Dataset overwritten instead of error
When building datasets I have seen that, on changes to the schema given by the recipe, the dataset is fully overwritten, data and all. This means that, when a recipe suddenly does not return the correct schema, all previous data is lost…
Previously we did get an error message if this was the case and we would not lose any data unexpectedly but after updating to 12.3 (from 8.0) this is suddenly not done anymore. Is there a setting we would need to change to resolve this? It is becoming quite a problem as some 'dynamic' steps like pivots/folds can quikly return a somewhat different schema based on what input is given which causes big problems for the flow as well as historical data.
When knowingly changing the schema inside of a recipe and saving the recipe we do get an error message like the one below. But if we do not save explicitly and rather run the recipe instead, it gets saved anyway and the output dataset is dropped and recreated.
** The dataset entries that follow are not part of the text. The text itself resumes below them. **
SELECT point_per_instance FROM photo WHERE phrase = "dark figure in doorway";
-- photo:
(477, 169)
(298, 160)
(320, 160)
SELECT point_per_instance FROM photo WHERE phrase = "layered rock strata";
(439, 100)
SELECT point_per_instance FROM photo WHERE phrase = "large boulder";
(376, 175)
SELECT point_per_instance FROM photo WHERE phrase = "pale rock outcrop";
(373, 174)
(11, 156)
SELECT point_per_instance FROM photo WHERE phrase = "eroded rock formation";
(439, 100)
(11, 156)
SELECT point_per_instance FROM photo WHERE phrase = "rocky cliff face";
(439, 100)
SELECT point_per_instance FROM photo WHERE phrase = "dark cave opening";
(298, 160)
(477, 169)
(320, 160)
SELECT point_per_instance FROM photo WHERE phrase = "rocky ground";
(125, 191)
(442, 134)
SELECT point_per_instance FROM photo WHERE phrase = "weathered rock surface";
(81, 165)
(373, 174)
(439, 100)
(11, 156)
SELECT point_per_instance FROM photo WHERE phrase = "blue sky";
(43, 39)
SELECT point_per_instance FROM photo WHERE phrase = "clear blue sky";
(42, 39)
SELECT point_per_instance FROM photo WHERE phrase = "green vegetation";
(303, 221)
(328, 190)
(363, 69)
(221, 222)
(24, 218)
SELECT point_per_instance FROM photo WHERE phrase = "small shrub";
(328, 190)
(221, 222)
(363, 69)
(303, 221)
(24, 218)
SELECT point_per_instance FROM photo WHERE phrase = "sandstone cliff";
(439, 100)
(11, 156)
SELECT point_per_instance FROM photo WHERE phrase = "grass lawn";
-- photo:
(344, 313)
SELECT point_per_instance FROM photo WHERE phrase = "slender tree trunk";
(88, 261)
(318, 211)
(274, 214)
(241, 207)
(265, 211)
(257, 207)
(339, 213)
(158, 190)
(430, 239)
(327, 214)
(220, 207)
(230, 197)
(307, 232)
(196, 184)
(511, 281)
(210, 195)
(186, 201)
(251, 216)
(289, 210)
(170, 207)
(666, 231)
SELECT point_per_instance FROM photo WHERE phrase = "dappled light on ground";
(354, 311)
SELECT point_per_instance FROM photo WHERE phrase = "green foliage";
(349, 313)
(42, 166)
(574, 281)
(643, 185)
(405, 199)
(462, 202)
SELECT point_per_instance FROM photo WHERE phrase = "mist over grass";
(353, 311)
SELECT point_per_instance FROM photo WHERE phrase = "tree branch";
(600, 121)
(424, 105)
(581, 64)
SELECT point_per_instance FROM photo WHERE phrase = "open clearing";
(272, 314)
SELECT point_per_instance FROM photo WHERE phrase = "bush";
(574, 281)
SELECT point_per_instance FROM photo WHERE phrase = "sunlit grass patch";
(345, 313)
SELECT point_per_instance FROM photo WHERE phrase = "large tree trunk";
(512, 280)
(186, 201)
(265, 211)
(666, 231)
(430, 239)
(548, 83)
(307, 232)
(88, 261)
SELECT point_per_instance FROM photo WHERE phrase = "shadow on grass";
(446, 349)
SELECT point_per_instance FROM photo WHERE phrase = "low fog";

Previously we would see this message pop up when running the recipe as well, is this possible to achieve?
Answers
-
Turribeach Dataiku DSS Core Designer, Neuron, Dataiku DSS Adv Designer, Registered, Neuron 2023 Posts: 2,160 Neuron
Administration ⇒ Settings ⇒ Other ⇒ Misc. ⇒ Schema incompatibilities ⇒ Auto-accept schema changes at end of flow
-
For me it's under Administration⇒Settings⇒Engines & Flow⇒Flow build⇒Schema incompatibilities⇒Auto-accept schema changes at end of flow. I am on 12.3.1 if that matters.
It was disabled originally but enabling it did not change anything unfortunately. Should DSS be restarted after changes to this? Whether enabled or disabled it still overwrites the data without giving an error message.